Re: RFC: Re: shader IR vs. application IR

Responding to both Ken and Corentin:

> On Aug 16, 2017, at 11:19 AM, Kenneth Russell <kbr@google.com> wrote:
> 
> On Wed, Aug 16, 2017 at 10:06 AM, Corentin Wallez <cwallez@google.com> wrote:
> On Wed, Aug 16, 2017 at 11:48 AM, Maciej Stachowiak <mjs@apple.com> wrote:
> 
> I was prompted by off-list comments to read the SPIR-V spec and its explanation of Logical Addressing Mode in the spec here: <https://www.khronos.org/registry/spir-v/specs/1.2/SPIRV.html>.
> 
> Thanks for taking an in-depth look at the logical addressing mode.
>  
> It seems like SPIR-V's Logical Addressing Mode removes many of the obvious ways to do out-of-bounds reads or writes. It stops you from storing pointers and doing arithmetic on them; and it disables some opcodes that let you read or write with a program-controlled size, or get pointers to arbitrary locations. Many of these require the "Addresses" capability which is disabled in Logical Addressing Mode.
> 
> However, the OpAccessChain operation, which lets you get a pointer to an arbitrary non-bounds-checled offset into a composite object, does not require the Addresses capability. It does not require any capability at all, which means there is no standard SPIR-V mechanism to disable or limit it. This is despite the existence of OpInBoundsAccessChain, which seems to do the same thing, but bounds-checked.[1]
> 
> My understanding is that OpInBoundsAccessChain is a hint from the application that no bounds check are necessary, but could be completely ignored.
>  
> There may be other operations that allow reading or writing memory without bounds checking. For example, OpImageRead, OpImageWrite, and related OpImage ops are not specified to do bounds checks, at least not obviously. Another example: OpVectorExtractDynamic, OpVectorInsertDynamic and related ops are not defined to bounds check, and explicitly specify that what is read or written is undefined if the index is out of bounds.
> 
> 
> Maybe I'm missing a simple reason why these ops are actually safe, or an easy way to add bounds checking. But I tentatively conclude that SPIR-V does not provide the required level of memory safety out of the box, not even in Logical Addressing Mode. 
> 
> Good catch for the OpImage* and OpVector*Dynamic. All of the ops mentioned above are not safe because they access memory at a dynamic offset. The capabilities they provide are critical for a GPU language: only being able to access images and buffers at compile-time constant offsets would be too restrictive. In that respect SPIR-V is no worse than any other language we could choose, and has the nice property that in the logical addressing mode, only a dozen ops might be unsafe.

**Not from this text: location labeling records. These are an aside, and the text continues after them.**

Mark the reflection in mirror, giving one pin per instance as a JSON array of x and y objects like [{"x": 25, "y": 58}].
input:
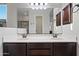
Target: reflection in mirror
[
  {"x": 3, "y": 15},
  {"x": 35, "y": 21}
]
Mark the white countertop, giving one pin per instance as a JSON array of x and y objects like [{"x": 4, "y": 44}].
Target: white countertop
[{"x": 39, "y": 38}]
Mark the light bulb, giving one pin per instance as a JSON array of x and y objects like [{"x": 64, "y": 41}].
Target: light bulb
[
  {"x": 36, "y": 8},
  {"x": 33, "y": 8},
  {"x": 44, "y": 8},
  {"x": 45, "y": 3}
]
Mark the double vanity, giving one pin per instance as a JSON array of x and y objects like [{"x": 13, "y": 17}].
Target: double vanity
[{"x": 40, "y": 45}]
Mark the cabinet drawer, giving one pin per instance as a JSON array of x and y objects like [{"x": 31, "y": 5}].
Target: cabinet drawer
[{"x": 39, "y": 45}]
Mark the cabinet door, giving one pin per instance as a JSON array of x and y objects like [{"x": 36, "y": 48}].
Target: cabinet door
[
  {"x": 65, "y": 49},
  {"x": 14, "y": 49},
  {"x": 39, "y": 49}
]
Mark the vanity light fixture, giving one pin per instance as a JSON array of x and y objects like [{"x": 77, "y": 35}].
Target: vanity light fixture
[{"x": 41, "y": 6}]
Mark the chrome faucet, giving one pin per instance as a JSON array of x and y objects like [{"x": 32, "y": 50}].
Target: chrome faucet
[{"x": 55, "y": 35}]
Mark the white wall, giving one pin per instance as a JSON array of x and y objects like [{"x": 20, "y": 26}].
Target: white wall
[
  {"x": 70, "y": 31},
  {"x": 11, "y": 15},
  {"x": 1, "y": 34},
  {"x": 45, "y": 20}
]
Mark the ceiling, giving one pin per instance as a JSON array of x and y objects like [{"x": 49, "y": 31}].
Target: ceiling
[{"x": 23, "y": 7}]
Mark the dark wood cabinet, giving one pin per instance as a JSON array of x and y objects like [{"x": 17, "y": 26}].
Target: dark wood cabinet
[
  {"x": 40, "y": 49},
  {"x": 14, "y": 49},
  {"x": 65, "y": 49},
  {"x": 58, "y": 19}
]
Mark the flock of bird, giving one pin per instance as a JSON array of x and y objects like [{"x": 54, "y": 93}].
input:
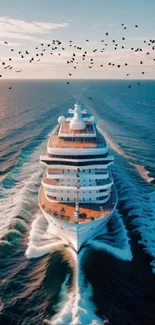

It is possible to design a language that has bounds checking semantics on all operations that read from a dynamic offset, with the compiler responsible for eliding bounds checks that are provably not needed. Many such languages exist. The penalty is that it's hard (maybe impossible?) to do bounds checking without a runtime performance penalty. So with respect to memory safety, SPIR-V *is* worse than many other languages we could choose. Of course, in other respects it is good: it's already thought through the operations that shaders actually need. But memory safety would have to be added on.

> 
> The arguments to the image texel fetch operations would need to be clamped inside the shader, in the same way that buffer accesses might need to be, depending on the guarantees that the underlying APIs provide, and the decisions that are made about testability of WebGPU's memory safety. If for example WebGPU's semantics are defined as yielding either zero, or the value fetched at the clamped indices, for any out-of-range accesses against a buffer or image, and an underlying API like Direct3D 12 already provides those semantics, no additional bounds checks would need to be added to the compiled shader. If on the other hand the underlying API provides no guarantees, then the shader would need to be transformed during loading to fetch the size of the image using OpImageQuerySize and clamp the indices to that range.

Good point. In many cases, a rewrite step could add bounds checking.

Do all non-bounds-checked operations in SPIR-V have a way to get a corresponding size? I'm not sure of the right size operation(s) to pair with OpAccessChain or OpInBoundsAccessChain.

There's probably other SPIR-V instructions with the potential for out-of-bounds access. I only did a pretty quick scan of the spec and I'm not much of an expert on shaders or security. Yet I was able to identify 5 unsafe instructions in addition to the one Corentin mentioned to me.

> 
> Note also that the typical way of sampling a texture is via OpImageSample*, which is guaranteed to be safe.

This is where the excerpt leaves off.